Coder Social home page Coder Social logo

dsc-curse-of-dimensionality-lab-dc-ds-060319's Introduction

The Curse of Dimensionality - Lab

Introduction

In this lab, you'll conduct some mathematical simulations to further investigate consequences of the curse of dimensionality.

Objectives

You will be able to:

  • Define a Euclidean Distance Function for n-dimensional space
  • Plot a graph displaying how sparsity increases with n for n-dimensional spaces
  • Demonstrate how training time increases exponentially as the number of features increases for supervised learning algorithms

Sparseness in n-Dimensional Space

As discussed, points in n-dimensional space become increasingly sparse as the number of dimensions increases. To demonstrate this, you'll write a function to calculate the euclidean distance between two points. From there, you'll then generate random points in n-dimensional space, calculate their average distance from the origin, and plot the relationship between this average distance and n.

Euclidean Distance

To start, write a function which takes two points, p1 and p2, and returns the Euclidean distance between them. Recall that the Euclidean distance between two points is given by:

$$ d(a,b) = \sqrt{(a_1 - b_1)^2 + (a_2 - b_2)^2 + ... + (a_n - b_n)^2} $$

import numpy as np
def euclidean_distance(p1, p2):
    #Your code here

Average Distance From the Origin

To examine the curse of dimensionality, you'll investigate the average distance to the center of n-dimensional space. As you'll see, this average distance increases as the number of dimensions increases. To investigate this, generate 100 random points for various n-dimensional spaces. Investigate n-dimensional spaces from n=1 to n=1000. In each of these, construct the 100 random points using a random number between -10 and 10 for each dimension of the point. From there, calculate the average distance from each of these points to the origin. Finally, plot this relationship on a graph; the x-axis will be the n, the number of dimensions, and the y-axis will be the average distance from the origin.
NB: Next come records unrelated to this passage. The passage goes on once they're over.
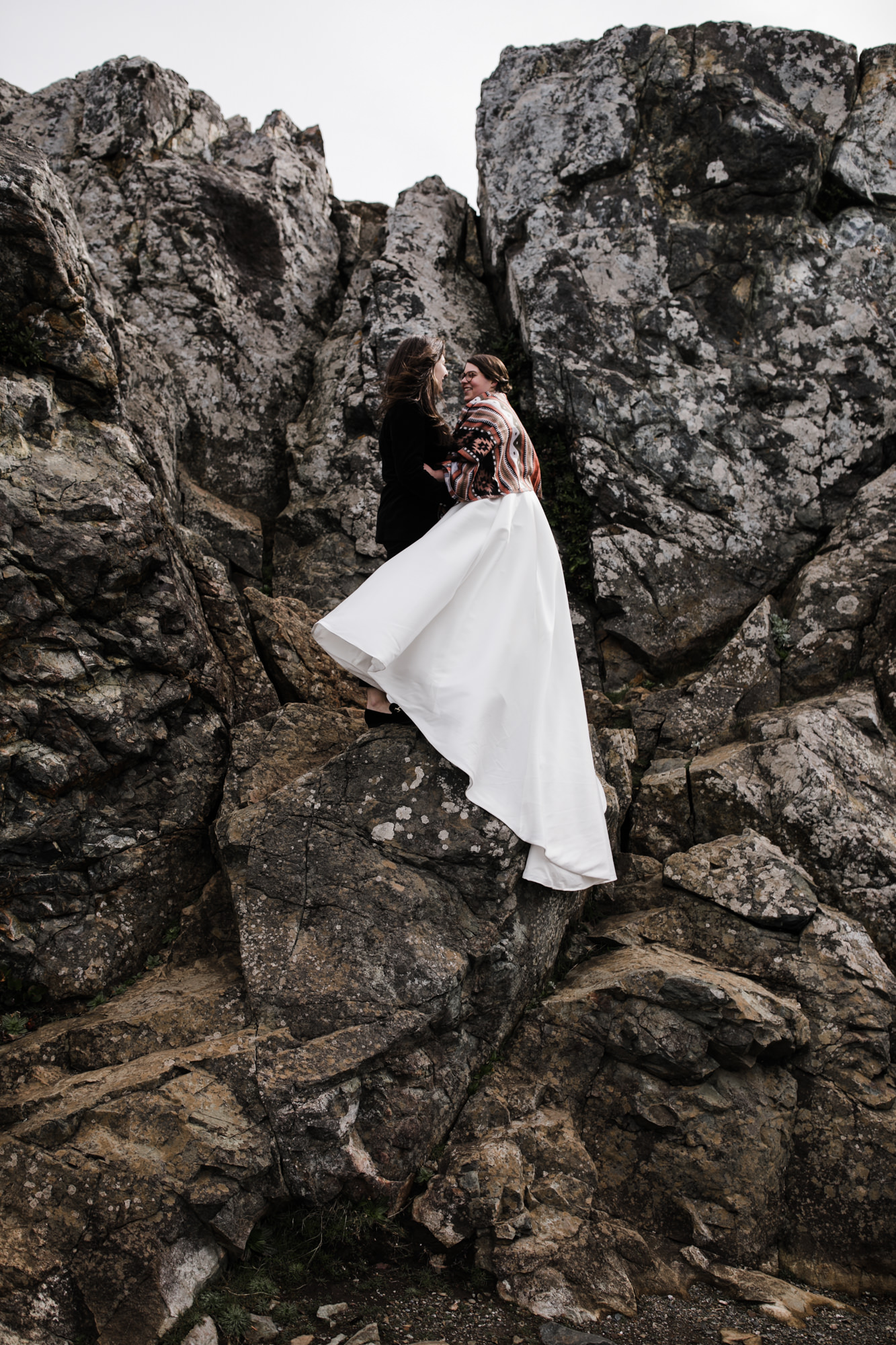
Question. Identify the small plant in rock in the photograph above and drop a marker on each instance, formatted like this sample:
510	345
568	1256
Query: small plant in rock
782	637
485	1070
229	1317
14	1026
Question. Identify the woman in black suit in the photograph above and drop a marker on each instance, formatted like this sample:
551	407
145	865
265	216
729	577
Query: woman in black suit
413	445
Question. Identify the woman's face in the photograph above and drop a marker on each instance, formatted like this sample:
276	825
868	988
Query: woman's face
439	372
475	384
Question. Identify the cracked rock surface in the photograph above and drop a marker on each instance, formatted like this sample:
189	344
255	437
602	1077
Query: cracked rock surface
283	958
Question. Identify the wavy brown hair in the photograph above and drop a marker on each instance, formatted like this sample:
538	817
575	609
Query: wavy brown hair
493	369
409	377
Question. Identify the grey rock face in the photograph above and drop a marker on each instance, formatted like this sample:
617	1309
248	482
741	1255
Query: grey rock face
817	779
48	278
841	602
655	1097
218	251
749	876
647	209
299	668
114	697
415	268
115	693
233	536
741	680
384	923
865	155
720	358
135	1152
641	1052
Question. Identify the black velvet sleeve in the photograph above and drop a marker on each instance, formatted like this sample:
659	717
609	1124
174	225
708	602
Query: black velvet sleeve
415	440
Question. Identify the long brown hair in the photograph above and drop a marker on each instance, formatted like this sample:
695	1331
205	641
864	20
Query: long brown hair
494	369
411	377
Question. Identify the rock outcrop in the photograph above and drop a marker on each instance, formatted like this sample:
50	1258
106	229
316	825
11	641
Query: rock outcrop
115	693
218	249
715	344
657	1105
690	236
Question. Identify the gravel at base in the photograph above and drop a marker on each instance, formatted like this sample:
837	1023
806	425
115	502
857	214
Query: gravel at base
459	1317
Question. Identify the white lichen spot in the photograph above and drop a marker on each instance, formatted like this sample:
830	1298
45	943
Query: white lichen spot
848	605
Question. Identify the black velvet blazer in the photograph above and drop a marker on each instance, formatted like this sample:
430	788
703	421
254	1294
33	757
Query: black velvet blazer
411	500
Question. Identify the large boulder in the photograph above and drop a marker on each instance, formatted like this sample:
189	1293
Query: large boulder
218	249
701	333
135	1152
386	930
415	268
48	287
815	778
842	603
665	1108
115	695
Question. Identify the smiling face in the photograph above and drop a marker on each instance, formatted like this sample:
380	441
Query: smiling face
475	384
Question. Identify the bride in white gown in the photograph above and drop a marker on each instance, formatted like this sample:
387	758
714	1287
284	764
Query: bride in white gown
469	631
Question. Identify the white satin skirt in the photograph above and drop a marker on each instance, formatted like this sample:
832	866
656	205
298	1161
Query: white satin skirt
469	630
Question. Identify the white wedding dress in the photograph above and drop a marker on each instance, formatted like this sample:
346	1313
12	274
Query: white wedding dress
469	630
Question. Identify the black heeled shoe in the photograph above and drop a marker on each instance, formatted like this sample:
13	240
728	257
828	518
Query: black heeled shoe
376	719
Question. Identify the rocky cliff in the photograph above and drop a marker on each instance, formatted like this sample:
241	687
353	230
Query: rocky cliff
264	956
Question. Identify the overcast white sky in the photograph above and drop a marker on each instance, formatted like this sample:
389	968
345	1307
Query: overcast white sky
393	84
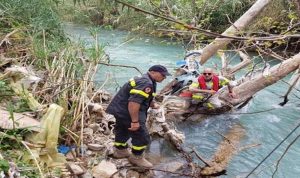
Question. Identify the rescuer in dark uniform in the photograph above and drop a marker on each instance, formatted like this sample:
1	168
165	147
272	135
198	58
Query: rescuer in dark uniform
129	107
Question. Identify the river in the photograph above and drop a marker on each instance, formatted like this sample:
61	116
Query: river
265	122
import matplotlib.pyplot as plt
import seaborn as sns
%matplotlib inline
sns.set_style('darkgrid')
#Your code here

Convergence Time

As you've heard, another issue with increasing feature space is the training time required to fit a machine learning model. While more data will generally lead to better predictive results, it will also substantially increase training time. To demonstrate this, generate lists of random numbers as you did above. Then, use this list of random numbers as a feature in a mock dataset; choose an arbitrary coefficient and multiply the feature vector by this coefficient. Then sum these feature-coefficient products to get an output y. To spice things up (and not have a completely deterministic relationship), add a normally distributed white noise parameter to your output values. Fit an ordinary least squares model to your generated mock data. Repeat this for a varying number of features, and record the time required to fit the model. (Be sure to only record the time to train the model, not the time to generate the data.) Finally, plot the number of features, n, versus the training time for the subsequent model.

import pandas as pd
import datetime
from sklearn.linear_model import LinearRegression, Lasso
#Your code here

Repeat the Same Experiment for a Lasso Penalized Regression Model

#Your code here

Optional: Show Just How Slow it Can Go!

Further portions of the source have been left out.